Bailique, lugar de fenômenos e problemas, mas também de resistência dos moradores
Erosão das margens dos rios, conhecida como terras caídas; salinização das águas, que dificulta acesso à água potável/; arquipélago é formado por ilhas estuarinas onde vivem cerca de 13 mil pessoas, integradas à dinâmica da floresta de várzea

Evandro Luiz
Da Redação
O Arquipélago do Bailique é um conjunto de oito ilhas localizado acerca de 160 quilômetros de Macapá, capital do Amapá. O acesso à região é feito exclusivamente por via fluvial, pelo rio Amazonas.
As ilhas que compõem o arquipélago são: Bailique, Brigue, Curuá, Faustino, Franco, Igarapé do Meio, Marinheiro e Parazinho. Aproximadamente 40 comunidades vivem no local, somando mais de sete mil habitantes.
A população do Bailique enfrenta dois fenômenos distintos. O primeiro é a erosão das margens dos rios, conhecida como terras caídas. O segundo é a salinização das águas, que dificulta o acesso à água potável na região.
Encravado na foz do rio Amazonas, no Amapá, à margem do oceano Atlântico, o arquipélago é formado por ilhas estuarinas onde vivem cerca de 13 mil pessoas, integradas à dinâmica da floresta de várzea.
No entanto, o equilíbrio estabelecido por essas comunidades com o meio ambiente — baseado na pesca artesanal e no manejo sustentável do açaí — vem sofrendo abalos profundos devido ao avanço da erosão e dos desbarrancamentos, que ocorrem de forma progressiva.
Conhecida localmente como fenômeno das Terras Caídas, a destruição já atinge casas, escolas, redes elétricas, estações de tratamento de água e ameaça a sobrevivência das populações ribeirinhas e do ecossistema ocupado desde o século XIX.
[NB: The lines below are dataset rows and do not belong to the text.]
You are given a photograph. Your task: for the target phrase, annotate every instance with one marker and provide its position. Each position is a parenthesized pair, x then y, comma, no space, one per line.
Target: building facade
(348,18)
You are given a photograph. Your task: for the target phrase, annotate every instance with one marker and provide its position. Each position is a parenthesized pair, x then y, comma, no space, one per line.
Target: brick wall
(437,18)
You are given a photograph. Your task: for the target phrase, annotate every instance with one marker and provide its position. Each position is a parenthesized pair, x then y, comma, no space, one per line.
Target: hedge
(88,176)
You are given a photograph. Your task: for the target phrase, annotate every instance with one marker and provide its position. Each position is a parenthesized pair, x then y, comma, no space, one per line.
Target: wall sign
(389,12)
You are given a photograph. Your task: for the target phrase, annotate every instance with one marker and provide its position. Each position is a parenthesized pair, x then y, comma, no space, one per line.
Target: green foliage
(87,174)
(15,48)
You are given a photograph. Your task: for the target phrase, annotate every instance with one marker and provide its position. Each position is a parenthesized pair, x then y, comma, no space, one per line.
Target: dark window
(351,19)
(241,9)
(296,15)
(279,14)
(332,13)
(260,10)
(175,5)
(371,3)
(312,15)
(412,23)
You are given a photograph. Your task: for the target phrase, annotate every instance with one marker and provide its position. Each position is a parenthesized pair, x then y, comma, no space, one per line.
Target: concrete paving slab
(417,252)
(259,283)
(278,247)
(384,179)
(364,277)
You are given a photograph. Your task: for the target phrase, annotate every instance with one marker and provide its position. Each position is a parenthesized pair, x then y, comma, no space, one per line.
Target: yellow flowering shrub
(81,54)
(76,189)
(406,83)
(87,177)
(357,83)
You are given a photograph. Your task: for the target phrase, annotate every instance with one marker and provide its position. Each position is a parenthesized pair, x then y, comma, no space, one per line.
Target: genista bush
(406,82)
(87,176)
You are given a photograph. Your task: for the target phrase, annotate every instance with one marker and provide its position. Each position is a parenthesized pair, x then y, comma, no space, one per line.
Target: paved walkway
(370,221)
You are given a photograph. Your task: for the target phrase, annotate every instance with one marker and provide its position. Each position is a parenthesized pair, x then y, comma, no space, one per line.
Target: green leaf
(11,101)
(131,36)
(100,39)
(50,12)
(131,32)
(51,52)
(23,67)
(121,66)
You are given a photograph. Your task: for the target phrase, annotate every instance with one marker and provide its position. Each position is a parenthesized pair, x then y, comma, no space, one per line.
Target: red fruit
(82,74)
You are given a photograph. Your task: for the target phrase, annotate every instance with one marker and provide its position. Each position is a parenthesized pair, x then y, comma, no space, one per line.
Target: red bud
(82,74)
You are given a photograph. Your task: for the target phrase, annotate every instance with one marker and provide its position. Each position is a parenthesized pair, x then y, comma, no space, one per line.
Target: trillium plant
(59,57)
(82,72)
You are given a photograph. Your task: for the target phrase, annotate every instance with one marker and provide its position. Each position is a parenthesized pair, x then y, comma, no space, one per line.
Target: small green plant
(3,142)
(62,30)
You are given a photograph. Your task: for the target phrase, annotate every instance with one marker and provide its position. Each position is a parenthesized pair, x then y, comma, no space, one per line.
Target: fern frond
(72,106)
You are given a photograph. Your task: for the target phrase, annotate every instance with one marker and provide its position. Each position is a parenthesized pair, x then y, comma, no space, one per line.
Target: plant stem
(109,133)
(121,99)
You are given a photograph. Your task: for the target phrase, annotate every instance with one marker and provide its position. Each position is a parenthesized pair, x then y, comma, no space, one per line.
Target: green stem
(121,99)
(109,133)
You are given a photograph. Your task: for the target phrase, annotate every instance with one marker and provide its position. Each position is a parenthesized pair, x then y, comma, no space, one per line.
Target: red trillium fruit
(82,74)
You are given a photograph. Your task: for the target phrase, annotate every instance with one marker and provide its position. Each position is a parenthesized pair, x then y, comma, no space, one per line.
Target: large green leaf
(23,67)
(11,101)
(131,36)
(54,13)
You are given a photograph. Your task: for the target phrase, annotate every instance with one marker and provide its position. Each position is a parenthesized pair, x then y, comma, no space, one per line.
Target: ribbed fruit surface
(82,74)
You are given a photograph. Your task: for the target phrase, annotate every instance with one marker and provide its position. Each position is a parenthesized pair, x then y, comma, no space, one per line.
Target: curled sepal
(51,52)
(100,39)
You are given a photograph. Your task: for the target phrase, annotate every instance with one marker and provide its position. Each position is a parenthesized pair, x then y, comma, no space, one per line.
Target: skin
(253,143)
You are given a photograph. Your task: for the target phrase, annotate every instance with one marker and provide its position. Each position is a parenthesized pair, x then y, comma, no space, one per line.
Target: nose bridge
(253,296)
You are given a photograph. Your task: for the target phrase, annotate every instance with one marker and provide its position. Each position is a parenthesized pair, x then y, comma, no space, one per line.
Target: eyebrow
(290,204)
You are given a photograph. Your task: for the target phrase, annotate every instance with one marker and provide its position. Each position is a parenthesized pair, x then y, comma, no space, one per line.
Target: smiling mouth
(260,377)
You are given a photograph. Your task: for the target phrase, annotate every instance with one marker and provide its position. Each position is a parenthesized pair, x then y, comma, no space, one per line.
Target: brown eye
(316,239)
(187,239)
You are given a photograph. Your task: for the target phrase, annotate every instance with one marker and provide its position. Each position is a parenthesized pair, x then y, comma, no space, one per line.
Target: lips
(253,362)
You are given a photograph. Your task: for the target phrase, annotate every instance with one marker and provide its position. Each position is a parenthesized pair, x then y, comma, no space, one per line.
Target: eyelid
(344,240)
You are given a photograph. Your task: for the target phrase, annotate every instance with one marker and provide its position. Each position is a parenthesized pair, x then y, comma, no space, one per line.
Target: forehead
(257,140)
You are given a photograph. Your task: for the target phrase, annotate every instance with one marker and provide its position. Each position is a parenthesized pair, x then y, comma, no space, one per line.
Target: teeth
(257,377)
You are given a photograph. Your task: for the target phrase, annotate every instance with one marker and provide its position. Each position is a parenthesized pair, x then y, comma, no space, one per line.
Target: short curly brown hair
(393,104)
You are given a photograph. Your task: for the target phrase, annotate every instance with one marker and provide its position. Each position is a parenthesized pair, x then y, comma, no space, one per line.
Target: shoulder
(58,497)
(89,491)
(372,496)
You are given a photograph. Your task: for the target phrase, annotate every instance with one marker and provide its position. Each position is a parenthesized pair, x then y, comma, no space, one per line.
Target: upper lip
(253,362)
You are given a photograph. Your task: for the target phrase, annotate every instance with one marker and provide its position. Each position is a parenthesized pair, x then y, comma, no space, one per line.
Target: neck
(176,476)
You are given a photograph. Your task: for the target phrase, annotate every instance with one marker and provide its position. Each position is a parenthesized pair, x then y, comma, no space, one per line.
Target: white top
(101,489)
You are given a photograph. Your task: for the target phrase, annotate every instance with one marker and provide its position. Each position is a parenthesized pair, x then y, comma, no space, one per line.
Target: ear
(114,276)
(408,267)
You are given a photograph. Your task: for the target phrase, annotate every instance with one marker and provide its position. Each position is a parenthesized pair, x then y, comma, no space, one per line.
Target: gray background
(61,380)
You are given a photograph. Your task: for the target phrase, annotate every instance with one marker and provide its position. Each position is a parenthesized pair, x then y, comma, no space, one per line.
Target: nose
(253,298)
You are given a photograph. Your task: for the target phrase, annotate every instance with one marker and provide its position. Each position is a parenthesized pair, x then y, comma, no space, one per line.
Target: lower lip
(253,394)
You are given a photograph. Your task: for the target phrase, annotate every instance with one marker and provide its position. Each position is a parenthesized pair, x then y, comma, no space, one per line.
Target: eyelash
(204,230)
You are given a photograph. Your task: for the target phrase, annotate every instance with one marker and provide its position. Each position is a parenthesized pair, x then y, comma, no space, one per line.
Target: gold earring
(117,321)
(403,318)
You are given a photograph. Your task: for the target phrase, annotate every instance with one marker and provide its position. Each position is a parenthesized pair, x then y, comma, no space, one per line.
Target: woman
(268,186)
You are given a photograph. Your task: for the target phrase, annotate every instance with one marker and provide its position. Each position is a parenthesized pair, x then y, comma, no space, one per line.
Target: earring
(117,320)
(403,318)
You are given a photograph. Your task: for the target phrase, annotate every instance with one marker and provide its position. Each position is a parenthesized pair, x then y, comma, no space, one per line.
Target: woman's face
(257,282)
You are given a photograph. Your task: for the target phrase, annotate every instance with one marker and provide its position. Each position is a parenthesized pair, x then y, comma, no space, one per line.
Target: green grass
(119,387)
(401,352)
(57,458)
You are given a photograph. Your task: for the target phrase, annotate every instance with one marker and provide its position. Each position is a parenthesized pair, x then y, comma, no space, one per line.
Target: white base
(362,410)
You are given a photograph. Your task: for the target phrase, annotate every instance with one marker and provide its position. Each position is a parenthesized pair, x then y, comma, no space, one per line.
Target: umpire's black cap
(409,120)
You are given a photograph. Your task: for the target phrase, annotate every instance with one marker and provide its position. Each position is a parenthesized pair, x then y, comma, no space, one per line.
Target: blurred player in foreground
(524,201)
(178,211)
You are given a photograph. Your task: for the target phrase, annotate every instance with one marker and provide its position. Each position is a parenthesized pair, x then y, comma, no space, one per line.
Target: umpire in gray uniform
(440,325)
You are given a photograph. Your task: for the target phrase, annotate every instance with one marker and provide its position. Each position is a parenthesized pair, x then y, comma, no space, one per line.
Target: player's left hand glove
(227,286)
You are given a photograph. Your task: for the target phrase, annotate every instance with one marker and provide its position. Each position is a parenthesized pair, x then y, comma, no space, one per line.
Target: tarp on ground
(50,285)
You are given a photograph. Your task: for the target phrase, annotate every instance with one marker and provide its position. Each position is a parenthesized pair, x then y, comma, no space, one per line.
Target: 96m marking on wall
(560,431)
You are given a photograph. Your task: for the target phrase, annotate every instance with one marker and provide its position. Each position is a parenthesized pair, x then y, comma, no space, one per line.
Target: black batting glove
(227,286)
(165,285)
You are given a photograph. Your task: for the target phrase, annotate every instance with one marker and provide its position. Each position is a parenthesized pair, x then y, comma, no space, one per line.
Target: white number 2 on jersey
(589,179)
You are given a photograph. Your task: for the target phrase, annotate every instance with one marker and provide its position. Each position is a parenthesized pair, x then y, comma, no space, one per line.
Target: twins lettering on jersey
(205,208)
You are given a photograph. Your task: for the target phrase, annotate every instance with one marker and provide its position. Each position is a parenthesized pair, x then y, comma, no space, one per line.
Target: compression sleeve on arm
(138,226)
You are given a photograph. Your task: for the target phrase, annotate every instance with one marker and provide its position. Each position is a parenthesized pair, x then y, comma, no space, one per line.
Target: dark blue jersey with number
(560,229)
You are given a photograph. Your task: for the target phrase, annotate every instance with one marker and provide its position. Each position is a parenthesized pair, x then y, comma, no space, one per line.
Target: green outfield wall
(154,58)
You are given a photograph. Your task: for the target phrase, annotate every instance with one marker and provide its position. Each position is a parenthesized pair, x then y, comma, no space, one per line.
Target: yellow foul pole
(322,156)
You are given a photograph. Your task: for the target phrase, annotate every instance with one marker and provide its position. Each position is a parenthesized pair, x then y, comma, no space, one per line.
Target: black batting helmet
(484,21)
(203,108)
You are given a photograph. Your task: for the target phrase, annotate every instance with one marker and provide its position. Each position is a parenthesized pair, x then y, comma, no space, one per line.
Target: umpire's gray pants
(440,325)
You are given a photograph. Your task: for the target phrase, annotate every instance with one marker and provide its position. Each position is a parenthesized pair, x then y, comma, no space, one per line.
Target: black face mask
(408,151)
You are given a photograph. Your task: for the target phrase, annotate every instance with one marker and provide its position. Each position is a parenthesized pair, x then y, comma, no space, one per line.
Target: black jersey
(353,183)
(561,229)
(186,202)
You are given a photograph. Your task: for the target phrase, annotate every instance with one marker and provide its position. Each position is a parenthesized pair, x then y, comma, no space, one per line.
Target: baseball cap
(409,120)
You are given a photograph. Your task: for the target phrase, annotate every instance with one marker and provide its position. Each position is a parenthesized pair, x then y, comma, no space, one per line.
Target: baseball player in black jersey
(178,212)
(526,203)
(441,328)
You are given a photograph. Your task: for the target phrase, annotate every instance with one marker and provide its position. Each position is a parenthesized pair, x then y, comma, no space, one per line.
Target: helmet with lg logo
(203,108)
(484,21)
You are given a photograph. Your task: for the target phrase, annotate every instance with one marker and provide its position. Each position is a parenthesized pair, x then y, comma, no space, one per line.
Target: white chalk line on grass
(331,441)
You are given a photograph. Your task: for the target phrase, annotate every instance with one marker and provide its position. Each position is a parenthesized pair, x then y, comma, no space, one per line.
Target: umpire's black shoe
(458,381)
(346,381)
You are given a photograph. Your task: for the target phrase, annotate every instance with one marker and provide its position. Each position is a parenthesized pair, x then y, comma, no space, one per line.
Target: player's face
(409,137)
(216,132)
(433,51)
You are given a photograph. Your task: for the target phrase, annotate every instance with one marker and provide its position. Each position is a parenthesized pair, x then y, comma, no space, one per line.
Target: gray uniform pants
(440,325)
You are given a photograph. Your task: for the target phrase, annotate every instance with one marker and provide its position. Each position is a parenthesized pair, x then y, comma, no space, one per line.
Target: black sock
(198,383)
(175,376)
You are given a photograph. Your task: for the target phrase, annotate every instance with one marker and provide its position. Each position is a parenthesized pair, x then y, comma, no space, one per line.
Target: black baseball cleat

Em 2013, um marco agravou ainda mais a situação: a pororoca do rio Araguari, cuja foz fica ao norte do arquipélago, deixou de existir. O fenômeno, caracterizado pelo choque intenso entre as águas do rio e do mar, não ocorre mais desde então.
A desembocadura do rio Araguari entrou em processo avançado de fechamento devido ao assoreamento, e a perda de vazão fez com que a pororoca, considerada uma das maiores do mundo, chegasse ao fim.
Os impactos são visíveis no cotidiano da população. A Escola Bosque, única do Bailique a oferecer ensino médio, perdeu espaço e teve q’uase metade de sua área destruída.
A instituição é considerada um modelo inovador de educação na floresta, utilizando a natureza como base para o desenvolvimento dos conteúdos em sala de aula. Outras duas escolas do arquipélago também correm risco de desabamento.
A falta de energia elétrica é outro problema grave. “Se tivermos dez dias de energia por mês, é muito. Os postes caem com a erosão, e a empresa responsável tem poucos funcionários para reinstalar. Sem luz, os moradores não conseguem mais conservar o peixe e o açaí”, relata um morador.
A diminuição da vazão do rio Araguari começou com a construção da Usina Hidrelétrica Coaracy Nunes, em 1976, a primeira a produzir energia elétrica na Amazônia. Com a implantação da Usina de Ferreira Gomes, em 2014, a vazão foi ainda mais reduzida, comprometendo a retirada de sedimentos. Três anos depois, a construção da Usina Cachoeira Caldeirão, em 2017, intensificou o processo.
Inconformado com a situação de abandono, um morador afirma que o mar passou a entrar no arquipélago pelo rio Marinheiro, levando água salgada às comunidades do sul. “O sistema de tratamento não consegue abastecer toda a população, e o governo diz que não tem recursos para ampliar”, relata.